Check out this interview with our new Disability Studies Program Director, José Alaniz!
1. How did you become interested in Disability Studies?
I received my PhD in Comparative Literature at the University of California at Berkeley. I wrote a dissertation on Death and Dying in late/post-Soviet Russia. While at Berkeley, I fell into the orbit of the university’s Disability Studies program. Conversing with and learning from scholars like Susan Schweik and Marsha Saxton really affected my thinking, thought that would bear fruit only after graduate school. If I had to reduce it to one event, it would be a fantastic guest lecture by Rosemarie Garland-Thomson, whose contents eventually saw print in her article “Seeing the Disabled.” 
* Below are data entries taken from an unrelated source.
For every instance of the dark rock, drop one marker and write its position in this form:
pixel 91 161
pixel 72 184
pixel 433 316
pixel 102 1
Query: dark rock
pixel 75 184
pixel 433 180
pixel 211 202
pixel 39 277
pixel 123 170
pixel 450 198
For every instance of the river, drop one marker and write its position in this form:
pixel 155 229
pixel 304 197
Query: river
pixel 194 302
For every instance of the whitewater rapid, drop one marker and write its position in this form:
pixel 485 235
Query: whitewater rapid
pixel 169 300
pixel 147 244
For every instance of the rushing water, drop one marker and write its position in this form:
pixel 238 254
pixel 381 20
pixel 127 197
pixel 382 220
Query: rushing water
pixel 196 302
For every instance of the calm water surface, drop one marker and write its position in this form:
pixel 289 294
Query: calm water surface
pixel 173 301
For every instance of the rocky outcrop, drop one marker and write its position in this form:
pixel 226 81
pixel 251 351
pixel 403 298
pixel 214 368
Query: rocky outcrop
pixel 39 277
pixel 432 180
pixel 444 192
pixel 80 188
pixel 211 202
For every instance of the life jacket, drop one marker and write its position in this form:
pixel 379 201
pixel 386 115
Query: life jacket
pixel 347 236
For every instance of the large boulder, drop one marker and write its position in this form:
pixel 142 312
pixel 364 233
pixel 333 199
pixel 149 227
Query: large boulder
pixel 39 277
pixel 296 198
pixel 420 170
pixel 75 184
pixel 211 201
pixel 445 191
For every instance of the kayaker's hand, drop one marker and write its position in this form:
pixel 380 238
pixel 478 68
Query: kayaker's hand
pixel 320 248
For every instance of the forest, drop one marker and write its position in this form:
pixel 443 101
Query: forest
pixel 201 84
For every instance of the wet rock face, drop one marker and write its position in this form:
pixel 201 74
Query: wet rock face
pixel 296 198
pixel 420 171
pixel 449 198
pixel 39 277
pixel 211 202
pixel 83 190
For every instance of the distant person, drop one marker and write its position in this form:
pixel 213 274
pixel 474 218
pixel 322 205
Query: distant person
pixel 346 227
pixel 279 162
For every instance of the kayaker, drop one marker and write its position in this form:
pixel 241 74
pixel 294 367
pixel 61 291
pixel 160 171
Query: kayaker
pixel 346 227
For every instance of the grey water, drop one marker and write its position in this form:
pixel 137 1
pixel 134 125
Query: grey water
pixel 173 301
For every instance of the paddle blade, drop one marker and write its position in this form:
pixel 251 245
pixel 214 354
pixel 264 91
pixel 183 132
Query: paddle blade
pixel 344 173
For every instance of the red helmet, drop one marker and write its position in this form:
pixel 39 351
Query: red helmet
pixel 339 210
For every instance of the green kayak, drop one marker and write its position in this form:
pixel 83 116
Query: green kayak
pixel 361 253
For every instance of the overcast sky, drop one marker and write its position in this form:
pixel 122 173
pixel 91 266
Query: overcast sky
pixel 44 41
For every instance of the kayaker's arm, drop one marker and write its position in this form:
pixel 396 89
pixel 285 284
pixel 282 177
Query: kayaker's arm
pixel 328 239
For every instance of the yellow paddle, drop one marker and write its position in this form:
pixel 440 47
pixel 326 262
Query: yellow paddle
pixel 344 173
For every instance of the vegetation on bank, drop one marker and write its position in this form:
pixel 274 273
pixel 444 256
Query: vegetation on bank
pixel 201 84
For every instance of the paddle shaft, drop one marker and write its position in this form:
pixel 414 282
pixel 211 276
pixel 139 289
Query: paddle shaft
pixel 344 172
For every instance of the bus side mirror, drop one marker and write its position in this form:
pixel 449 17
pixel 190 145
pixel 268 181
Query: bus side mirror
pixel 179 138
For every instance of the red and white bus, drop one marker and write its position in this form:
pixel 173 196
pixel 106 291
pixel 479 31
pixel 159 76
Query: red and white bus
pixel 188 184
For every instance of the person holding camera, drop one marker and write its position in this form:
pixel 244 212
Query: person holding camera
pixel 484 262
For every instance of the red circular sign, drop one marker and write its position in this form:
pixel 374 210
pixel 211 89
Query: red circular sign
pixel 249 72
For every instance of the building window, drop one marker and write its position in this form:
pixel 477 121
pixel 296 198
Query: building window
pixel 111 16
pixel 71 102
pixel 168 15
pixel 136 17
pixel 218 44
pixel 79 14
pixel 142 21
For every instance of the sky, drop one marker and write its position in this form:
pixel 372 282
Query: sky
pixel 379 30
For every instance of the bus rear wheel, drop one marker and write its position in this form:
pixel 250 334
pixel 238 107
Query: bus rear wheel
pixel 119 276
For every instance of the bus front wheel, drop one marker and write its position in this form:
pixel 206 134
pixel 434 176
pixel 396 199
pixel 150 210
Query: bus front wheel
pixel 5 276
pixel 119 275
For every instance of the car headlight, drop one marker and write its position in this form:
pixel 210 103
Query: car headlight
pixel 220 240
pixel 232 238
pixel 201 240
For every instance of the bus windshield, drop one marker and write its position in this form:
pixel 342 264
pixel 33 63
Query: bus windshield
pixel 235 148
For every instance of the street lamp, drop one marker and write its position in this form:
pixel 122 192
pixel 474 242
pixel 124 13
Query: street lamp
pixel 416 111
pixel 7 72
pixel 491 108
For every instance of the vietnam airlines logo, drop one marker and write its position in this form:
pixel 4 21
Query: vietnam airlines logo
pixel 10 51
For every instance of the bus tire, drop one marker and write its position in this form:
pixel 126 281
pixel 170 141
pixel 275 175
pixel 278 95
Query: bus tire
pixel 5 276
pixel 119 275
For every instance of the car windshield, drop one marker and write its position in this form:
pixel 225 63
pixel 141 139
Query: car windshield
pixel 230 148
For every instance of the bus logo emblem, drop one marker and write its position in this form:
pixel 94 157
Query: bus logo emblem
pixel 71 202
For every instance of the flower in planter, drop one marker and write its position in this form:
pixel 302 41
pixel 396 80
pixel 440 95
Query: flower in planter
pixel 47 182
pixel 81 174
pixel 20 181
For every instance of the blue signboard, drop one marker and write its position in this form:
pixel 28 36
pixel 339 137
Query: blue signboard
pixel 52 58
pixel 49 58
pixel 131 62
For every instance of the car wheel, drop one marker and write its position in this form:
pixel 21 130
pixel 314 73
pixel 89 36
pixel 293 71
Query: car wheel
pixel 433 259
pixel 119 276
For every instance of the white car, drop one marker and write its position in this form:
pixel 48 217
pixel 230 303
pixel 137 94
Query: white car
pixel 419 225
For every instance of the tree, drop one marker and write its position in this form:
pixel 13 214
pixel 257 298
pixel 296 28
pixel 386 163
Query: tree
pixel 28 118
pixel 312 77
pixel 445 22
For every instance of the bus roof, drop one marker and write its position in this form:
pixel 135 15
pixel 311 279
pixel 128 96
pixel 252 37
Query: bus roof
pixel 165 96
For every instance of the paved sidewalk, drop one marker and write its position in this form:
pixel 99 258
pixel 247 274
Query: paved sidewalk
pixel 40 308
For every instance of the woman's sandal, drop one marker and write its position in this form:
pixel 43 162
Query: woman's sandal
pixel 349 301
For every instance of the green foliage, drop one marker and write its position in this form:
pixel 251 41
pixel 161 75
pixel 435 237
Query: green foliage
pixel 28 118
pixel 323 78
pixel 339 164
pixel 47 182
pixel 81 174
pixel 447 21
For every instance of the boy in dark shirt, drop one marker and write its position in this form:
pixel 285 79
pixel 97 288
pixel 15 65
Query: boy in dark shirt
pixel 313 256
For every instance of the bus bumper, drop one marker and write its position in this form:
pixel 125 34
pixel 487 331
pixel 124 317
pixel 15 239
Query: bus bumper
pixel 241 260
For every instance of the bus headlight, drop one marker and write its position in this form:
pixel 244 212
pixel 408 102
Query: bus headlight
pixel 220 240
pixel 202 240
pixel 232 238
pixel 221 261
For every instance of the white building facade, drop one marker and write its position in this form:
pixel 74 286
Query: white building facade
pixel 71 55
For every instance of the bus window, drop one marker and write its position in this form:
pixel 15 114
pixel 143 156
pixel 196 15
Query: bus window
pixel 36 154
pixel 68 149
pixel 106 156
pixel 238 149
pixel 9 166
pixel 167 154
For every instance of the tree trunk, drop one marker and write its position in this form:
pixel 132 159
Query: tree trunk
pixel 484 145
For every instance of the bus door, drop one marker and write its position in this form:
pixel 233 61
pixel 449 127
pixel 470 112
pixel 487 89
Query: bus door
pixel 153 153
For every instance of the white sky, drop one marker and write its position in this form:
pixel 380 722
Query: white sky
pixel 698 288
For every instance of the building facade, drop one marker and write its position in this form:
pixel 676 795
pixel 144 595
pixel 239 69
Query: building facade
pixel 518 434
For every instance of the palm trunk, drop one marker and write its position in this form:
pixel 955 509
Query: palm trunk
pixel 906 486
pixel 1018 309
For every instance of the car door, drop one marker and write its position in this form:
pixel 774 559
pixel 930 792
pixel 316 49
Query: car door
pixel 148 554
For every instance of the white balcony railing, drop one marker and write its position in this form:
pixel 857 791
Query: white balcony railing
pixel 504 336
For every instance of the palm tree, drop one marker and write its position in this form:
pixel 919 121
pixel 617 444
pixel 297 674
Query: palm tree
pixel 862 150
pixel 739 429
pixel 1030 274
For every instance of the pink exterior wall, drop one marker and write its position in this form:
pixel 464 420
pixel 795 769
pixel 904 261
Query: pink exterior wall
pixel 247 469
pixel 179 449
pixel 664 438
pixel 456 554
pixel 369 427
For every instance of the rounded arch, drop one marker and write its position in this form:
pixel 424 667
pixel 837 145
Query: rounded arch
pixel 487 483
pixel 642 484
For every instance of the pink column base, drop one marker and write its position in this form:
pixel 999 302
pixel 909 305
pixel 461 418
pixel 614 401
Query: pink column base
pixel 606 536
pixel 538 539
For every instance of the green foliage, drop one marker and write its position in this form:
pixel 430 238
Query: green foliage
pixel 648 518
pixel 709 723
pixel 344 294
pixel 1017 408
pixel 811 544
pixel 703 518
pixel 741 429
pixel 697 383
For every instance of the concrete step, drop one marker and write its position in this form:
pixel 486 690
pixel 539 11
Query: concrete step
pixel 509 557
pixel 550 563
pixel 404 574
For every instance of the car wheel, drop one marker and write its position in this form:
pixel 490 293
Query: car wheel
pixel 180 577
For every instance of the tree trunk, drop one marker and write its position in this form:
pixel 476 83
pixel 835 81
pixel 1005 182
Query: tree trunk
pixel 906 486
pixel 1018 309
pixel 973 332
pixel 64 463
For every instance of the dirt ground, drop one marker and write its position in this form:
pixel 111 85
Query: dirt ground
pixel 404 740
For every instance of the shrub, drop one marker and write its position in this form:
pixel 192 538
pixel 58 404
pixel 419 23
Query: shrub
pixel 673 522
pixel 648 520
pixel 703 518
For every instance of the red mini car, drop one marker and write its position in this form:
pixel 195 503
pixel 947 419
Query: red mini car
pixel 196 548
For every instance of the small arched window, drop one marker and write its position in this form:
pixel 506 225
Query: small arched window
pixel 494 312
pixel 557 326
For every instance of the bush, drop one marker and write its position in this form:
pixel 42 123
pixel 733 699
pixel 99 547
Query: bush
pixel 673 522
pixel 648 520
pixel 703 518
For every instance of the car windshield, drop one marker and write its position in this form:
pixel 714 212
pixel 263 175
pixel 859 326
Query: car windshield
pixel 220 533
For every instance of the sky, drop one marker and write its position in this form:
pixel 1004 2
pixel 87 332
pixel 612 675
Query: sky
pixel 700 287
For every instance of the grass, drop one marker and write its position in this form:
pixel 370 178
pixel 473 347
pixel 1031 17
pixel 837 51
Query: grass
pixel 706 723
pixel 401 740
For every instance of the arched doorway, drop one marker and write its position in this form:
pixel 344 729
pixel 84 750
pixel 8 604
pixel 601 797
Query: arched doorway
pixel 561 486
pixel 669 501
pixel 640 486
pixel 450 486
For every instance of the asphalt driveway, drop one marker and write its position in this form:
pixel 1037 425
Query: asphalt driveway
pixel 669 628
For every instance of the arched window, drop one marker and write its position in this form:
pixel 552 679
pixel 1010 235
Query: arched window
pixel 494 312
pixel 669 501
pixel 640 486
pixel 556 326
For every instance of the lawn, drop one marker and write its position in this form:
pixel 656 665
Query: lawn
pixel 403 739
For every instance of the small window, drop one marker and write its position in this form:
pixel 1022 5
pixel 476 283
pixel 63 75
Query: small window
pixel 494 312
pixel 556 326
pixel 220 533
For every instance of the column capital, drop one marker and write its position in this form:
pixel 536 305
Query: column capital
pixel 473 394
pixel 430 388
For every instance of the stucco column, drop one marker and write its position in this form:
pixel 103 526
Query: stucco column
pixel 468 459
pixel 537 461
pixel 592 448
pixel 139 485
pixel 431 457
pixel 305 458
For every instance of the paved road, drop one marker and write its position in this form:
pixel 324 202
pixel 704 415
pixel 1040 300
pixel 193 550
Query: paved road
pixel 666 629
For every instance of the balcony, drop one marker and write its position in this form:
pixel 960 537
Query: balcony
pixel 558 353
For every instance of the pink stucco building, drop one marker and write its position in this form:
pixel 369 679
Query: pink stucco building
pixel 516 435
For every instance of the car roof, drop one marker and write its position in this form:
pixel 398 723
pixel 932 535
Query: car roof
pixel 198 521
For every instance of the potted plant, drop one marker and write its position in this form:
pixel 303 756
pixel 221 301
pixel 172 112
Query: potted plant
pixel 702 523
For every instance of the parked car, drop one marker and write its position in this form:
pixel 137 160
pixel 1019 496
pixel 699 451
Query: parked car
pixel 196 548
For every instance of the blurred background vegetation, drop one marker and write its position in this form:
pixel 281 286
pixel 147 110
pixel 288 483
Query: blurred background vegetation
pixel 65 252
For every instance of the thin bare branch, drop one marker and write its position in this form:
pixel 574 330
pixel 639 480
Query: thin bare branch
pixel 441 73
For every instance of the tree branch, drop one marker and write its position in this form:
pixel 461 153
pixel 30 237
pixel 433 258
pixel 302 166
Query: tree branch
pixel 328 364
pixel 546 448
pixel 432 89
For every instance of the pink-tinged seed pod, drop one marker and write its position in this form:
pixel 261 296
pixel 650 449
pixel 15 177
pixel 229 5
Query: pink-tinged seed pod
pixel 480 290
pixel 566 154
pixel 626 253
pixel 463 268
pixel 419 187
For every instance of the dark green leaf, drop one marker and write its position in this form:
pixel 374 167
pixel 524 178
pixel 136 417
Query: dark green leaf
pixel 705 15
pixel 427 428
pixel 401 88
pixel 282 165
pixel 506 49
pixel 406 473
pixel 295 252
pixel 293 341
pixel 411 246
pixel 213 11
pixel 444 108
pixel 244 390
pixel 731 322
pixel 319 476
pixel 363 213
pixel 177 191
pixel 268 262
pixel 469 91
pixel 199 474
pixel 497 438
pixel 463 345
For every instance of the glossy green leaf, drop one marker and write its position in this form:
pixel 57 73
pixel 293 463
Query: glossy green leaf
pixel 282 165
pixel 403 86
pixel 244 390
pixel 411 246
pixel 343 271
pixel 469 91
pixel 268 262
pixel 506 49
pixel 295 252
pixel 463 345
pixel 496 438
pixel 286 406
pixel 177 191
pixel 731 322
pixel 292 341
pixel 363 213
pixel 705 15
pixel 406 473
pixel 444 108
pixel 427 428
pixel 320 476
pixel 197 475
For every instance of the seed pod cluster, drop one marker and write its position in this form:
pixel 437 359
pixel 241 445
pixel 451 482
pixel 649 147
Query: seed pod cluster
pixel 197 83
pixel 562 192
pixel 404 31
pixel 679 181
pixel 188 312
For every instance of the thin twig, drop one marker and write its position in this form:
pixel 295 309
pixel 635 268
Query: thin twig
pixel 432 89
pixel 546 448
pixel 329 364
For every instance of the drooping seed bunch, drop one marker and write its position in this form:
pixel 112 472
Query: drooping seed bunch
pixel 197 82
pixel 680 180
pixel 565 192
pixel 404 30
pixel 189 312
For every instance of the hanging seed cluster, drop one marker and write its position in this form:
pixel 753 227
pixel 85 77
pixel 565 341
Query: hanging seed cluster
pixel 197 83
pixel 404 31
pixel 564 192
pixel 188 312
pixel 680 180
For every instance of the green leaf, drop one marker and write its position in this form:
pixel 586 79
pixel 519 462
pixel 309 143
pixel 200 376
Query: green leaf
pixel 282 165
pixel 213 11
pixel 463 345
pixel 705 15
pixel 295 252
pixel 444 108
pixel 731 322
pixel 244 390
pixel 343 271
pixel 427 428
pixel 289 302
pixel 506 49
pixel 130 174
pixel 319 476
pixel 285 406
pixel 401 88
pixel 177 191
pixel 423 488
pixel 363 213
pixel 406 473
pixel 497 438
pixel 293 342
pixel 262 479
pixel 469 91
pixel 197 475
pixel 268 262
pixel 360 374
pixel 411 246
2. What are your favorite films about disability?
A tough one! Tod Browning’s horror film Freaks (1932) still has a power to shock, while William Wyler’s The Best Years of Our Lives (1946) paints a more sensitive picture, albeit a sentimental one. A film I’m teaching in my current course on Disability in Russian Cinema, Liubov Arkus’ Anton’s Right Here (2012) is a problematic but intriguing “first-person” depiction of autism. Those three come immediately to mind. 

3. How does the representation of disability in comics differ by country?
A very big question; let’s stick with the two comics cultures I know best: the USA and Russia. My upcoming (November, 2014) book Death, Disability and the Superhero: The Silver Age and Beyond tracks the evolution of disability in the superhero genre from about 1960 to 1993. In this era we see an increasing acknowledgment of the disabled as a part of the population, doubtless reflecting their greater visibility as a result of civil rights activism and social pressures which eventually led to the Americans With Disabilities Act in 1990. In Russia, on the other hand, the disabled have historically led much more isolated, invisible, second-class lives. Add to that that Russia had no comics culture in the Western sense (partly due in the 20th century to Soviet disdain for US-type popular culture), and we see until very recently precious few representations of the disabled in Russian comics (which are themselves largely a post-Soviet phenomenon). In this regard I would highlight the work of artists Tatyana Faskhutdinova, Viktoria Lomasko and Yanka Smetanina. I direct those interested to my first book, Komiks: Comic Art in Russia (2010). 

4. Do students really get to read comics in your classes?
Absolutely. In fact, those wanting to delve into both comics and disability should consider enrolling in my winter 2015 class, DIS ST 430: “Disability in Graphic Narrative.”

5. If you were a superhero, what would your super power be?
Flying, totally. But then I’d also need invulnerability, because without it flying would quickly kill you. They don’t usually tell you that in the comics.